Özellikle de benim gibi kendi çalıp kendi söyleyen yazar bozuntularında yazmanın bir sosyalleşme biçimi olarak görülmesi daha yaygındır. Bir ototerapi, kendi kendine konuşmadır. Yıllar önce yazdığım yazılara döner "Aa burada bunu demek istemişim." derim. Hiçbir yazı tam anlamıyla tamamlanmış değildir. Kendimle konuşmam bazen yıllarca devam eder. Sonsuz diyalog, bitmez münakaşa. Kimisi iyi huyludur, kimisi kötü huylu. Ve en iyi yanı da özgürlüktür! Kendimden başka kimse cevap veremez bana ve kimse yargılayamaz beni. Olsa olsa bir yorum atabilirler, o da kolayca silinip gider. İyi olmuş, kötü olmuş kimin umrunda! Acı tadını bilseydin, sen de ağlardın okurken en komik satırlarımı...

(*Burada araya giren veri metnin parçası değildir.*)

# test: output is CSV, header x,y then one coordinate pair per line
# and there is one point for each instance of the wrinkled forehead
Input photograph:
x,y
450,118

Fakat işte ne zaman sosyalleşsem tuhaf bir şey fark ederim. Aniden ilham yok olur. Sadece burası bile değil. Bir defter bile açmak istemem, kalemden tiksinirim. Yazmak anlamsızlaşır. Seni gerçekten dinleyen birinin var olduğuna ikna olunca blog, günlük, ajanda... Hepsi lüzumsuz görünmeye başlar.

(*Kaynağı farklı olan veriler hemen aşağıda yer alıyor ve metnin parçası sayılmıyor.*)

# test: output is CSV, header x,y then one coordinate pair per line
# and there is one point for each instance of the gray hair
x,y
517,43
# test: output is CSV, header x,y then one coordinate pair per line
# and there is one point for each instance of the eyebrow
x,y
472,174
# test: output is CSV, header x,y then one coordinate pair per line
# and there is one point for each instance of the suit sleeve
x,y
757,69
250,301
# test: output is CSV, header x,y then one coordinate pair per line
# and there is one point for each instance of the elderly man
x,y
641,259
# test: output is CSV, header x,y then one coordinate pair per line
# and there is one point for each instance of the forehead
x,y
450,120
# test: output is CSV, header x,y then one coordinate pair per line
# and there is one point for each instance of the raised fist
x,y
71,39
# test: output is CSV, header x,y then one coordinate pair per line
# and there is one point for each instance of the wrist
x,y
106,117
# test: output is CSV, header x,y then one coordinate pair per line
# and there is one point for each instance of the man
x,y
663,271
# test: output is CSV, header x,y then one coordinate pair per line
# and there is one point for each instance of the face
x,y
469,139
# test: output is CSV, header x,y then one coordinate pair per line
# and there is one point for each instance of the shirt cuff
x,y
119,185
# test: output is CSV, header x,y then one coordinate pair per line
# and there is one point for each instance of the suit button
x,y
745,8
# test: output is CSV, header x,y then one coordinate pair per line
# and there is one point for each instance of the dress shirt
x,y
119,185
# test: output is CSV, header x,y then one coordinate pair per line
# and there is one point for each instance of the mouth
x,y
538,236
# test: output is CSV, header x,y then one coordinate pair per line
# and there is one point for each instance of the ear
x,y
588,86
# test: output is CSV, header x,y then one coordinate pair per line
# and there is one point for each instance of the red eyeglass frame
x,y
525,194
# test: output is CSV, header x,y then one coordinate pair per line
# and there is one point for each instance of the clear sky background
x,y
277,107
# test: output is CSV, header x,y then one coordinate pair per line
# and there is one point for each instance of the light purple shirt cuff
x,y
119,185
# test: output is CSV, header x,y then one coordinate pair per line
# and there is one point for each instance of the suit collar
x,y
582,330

Daima şunu düşünmüşümdür. Instagram, Facebook gibi sosyal medya platformlarında niçin insanlar sürekli bir şeylere yorum yazma ihtiyacı duyuyorlar? Yani, zorları ne? Düşüncelerini neden bu kadar paylaşmaya değer buluyorlar? Hangi mantıkla kendileri ve görüşleri hakkında bunca bilgiyi etrafa saçıyorlar? Hangi zekayla insanların onların düşüncelerini önemseyip gerçekten etkileneceklerini zannediyorlar?
Bu durum bana hep komik gelmiştir. Gerçek değerlerini bilselerdi, dil belası başlarına üşüşürdü. Sonsuza dek susarlardı belki de. Fakat hep şu cevabı bilirim: Bir dosta ihtiyaçları var. Çünkü eminim ki bunca insan, onları anlayan bir yakınları olsaydı, gerek duymazdı bunca rezilliğe. Aynı yorumları gider dostlarına anlatır, beraber konuşup tüm ihtiyaçlarını giderirlerdi. Ne sosyal medyaya ihtiyaç kalırdı ne de akıllı telefonlara...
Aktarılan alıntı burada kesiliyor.